Photo credit: Erik Ljung
A band name can be worth a thousand words, and Hello Death says it all. The Milwaukee folk group that shares members with Altos released its debut self-titled album in June, and it’s the kind of decidedly bleak, darkly pretty thing you’d expect to hear from a band that has captured the essence of mortality in its name. But even with the thematic burden it bears, the album doesn’t cast our ultimate fates in an entirely hopeless light, or so the band assures me. I searched for a shred of optimism among the album’s eight songs, which range from somber to downright chilling, but I couldn’t find much.
“‘Settlers’ is happy!” contends Marielle Allschwang, who plays guitar and violin and sings. She is referring to the album’s shimmering lullaby of an opening number, which happens to be the song that scares me the most. Even though it sounds “happy,” there is something deeply unsettling beneath its dew-drenched surface. “Killing all the sons / Put ’em in the forest,” Allschwang coos, “Bet you’ll never guess which part.” Even in its self-proclaimed happiest moments, Hello Death is singing about burying bodies.
Though he jokes that Hello Death would be a good way to end a bad date, bassist, vocalist and primary songwriter Nathaniel Heuer stands up for its hopefulness. “I think there is hope,” he says, “but it has to do with the hope after the understanding that in most ways you have no real control, and everybody dies.” The album is full of that sort of backward inspiration: life sucks, you’re going to die someday, so get out there and live. “You have to be something,” Heuer sings wearily on “Good Luck,” “even if it’s nothing all that great.”

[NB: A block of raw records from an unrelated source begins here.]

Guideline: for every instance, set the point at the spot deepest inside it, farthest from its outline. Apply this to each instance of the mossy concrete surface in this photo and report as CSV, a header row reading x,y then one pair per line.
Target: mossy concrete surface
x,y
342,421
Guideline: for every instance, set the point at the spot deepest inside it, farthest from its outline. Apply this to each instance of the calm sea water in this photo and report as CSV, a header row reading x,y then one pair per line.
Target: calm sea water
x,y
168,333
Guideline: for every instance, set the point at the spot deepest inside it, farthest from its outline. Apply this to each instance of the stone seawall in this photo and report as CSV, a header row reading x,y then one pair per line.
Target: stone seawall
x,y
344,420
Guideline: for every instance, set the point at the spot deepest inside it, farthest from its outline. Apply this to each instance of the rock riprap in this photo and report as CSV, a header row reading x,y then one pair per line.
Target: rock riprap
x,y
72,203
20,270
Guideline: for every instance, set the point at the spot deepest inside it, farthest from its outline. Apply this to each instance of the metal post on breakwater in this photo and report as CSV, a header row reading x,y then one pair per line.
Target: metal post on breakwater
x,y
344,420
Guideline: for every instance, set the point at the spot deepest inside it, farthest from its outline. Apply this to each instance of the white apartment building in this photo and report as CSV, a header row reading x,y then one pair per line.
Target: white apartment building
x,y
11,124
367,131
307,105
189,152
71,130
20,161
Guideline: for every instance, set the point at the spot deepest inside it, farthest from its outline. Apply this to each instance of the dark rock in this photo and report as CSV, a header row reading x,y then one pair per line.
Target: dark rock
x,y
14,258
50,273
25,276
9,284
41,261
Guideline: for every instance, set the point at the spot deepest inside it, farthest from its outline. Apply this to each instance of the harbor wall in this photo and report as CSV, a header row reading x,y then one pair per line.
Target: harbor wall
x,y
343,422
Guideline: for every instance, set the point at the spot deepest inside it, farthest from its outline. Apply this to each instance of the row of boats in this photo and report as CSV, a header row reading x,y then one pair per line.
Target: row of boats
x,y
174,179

Glumness aside, Hello Death is actually very pleasant to listen to. Its bucolic, macabre sound could be emanating from some dark hollow in the same north woods forest where Justin Vernon so famously recorded For Emma, Forever Ago. In fact, it was recorded at Vernon’s April Base studio in Eau Claire, which is not quite a dark hollow, but it’s pretty close. The studio is built into an old swimming pool, which, along with an old-school plate reverb setup, explains the album’s cavernous, woodsy sound. On top of that, all four members are multi-talented musicians who got comfortable playing together in Altos. Hello Death often sounds like a small orchestra itself, with a mixture of baroque, folk and rock instrumentation that sounds both ornate and cozily homebrewed. And then there are the voices of Allschwang, Heuer and Erin Wolf, chanting back and forth like muses and men in a Greek tragedy. Allschwang and Wolf sing like angels, sometimes approaching the flamboyance of opera, while Heuer’s booming bass is like Zeus trapped in the body of a tortured, mortal man.
“When I write for Hello Death I try to keep it thematic,” Heuer says, and it shows. Though it has no deliberate narrative arc, the album flows together seamlessly. Heuer and the rest of the group took the sequencing aspect of Hello Death very seriously. Inspired by albums from his high school years, like Jane’s Addiction’s Nothing Shocking, Heuer tried to think of how he’d like to hear the songs together, how one would blend into another. As it is, listening to Hello Death is like being under an overcast sky that stretches forever. That’s not a knock, but a testament to its consistency and its devotion to a few specific ideas. It’s an absorbing, beautiful listen—even if it is nearly hopeless.
Hello Death open for Volcano Choir on Saturday, Sept. 28, at the Pabst Theater. Doors open at 8 p.m.